1. Nach § 8 Abs 3 MRG sind alle Erhaltungs-, Verbesserungs-, Änderungs- und Errichtungsarbeiten, die ein Mieter zuzulassen hat, so durchzuführen, dass eine möglichste Schonung des Mietrechts gewährleistet ist; für wesentliche Beeinträchtigungen hat der Vermieter, den Mieter, der hierdurch in seinen Rechten beeinträchtigt wird, angemessen zu entschädigen. Diese Bestimmung ist gemäß § 20 Abs 1 lit b WGG auch auf das Nutzungsverhältnis zu Genossenschaftswohnungen anzuwenden.

2. Die Außenfassade - und daher auch die in ihrem Zuge befindlichen Außenfenster und die davor angebrachten Außenjalousien - gehören zu den allgemeinen Teilen des Hauses; allerdings sind die Fenster und die mit Zustimmung des Vermieters davor angebrachten Außenjalousien auch wesentliche Bestandteile des Mietgegenstands selbst (5 Ob 22, 23/91 = MietSlg 42.201; RIS-Justiz RS0069457; RS0069976). Der Oberste Gerichtshof hat daher bereits in der von beiden Instanzen zitierten, jedoch mit unterschiedlicher Schlussfolgerung auf den vorliegenden Fall angewandten Entscheidung 5 Ob 152/92 = Wobl 1993/112 ausgesprochen, dass die Entfernung von Außenjalousien im Zuge von Umbauarbeiten, die vom Mieter mit Zustimmung des Vermieters angebracht wurden, eine wesentliche Beeinträchtigung der Rechte des Mieters durch Erhaltungsarbeiten oder Verbesserungsarbeiten iSd § 8 Abs 3 MRG darstellt. Erfolgt deren Wiederanbringung nicht durch den Vermieter, so hat der Mieter Anspruch auf Entschädigung in der Höhe der erforderlichen Montagekosten.

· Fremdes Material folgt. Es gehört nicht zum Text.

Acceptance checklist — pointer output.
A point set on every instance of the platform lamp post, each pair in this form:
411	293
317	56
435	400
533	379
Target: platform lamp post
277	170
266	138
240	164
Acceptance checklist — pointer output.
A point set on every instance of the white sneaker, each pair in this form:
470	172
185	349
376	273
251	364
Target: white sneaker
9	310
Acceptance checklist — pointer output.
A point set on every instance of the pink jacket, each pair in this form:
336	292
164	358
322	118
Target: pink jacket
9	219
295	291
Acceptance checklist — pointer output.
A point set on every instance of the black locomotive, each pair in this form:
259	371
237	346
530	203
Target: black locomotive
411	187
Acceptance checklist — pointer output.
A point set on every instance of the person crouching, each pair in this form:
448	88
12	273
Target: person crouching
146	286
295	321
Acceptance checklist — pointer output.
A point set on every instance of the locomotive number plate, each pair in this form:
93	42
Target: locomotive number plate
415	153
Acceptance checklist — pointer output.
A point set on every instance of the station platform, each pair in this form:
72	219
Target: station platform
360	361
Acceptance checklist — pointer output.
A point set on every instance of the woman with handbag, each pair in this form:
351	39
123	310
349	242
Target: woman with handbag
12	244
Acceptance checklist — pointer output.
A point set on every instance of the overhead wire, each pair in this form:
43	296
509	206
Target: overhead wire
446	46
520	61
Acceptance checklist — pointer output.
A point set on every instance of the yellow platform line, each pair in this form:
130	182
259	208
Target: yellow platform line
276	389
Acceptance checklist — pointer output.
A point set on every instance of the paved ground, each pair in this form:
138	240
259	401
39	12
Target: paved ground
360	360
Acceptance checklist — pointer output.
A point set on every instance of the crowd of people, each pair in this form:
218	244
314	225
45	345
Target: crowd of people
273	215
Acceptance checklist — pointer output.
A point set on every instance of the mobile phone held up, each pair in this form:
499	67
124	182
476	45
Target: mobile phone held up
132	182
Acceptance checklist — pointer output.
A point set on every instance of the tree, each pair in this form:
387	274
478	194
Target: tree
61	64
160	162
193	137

Sind die demontierten Jalousien nicht mehr in gebrauchsfähigem und zur Wiederanbringung geeignetem Zustand, so besteht die angemessene Entschädigung in jenem Betrag, der den Anschaffungs- und Montagekosten neuer Jalousien entspricht, reduziert in jenem Ausmaß, das sich aus einer wesentlich verlängerten Lebensdauer ergibt (RIS-Justiz RS0069520; 5 Ob 152/92).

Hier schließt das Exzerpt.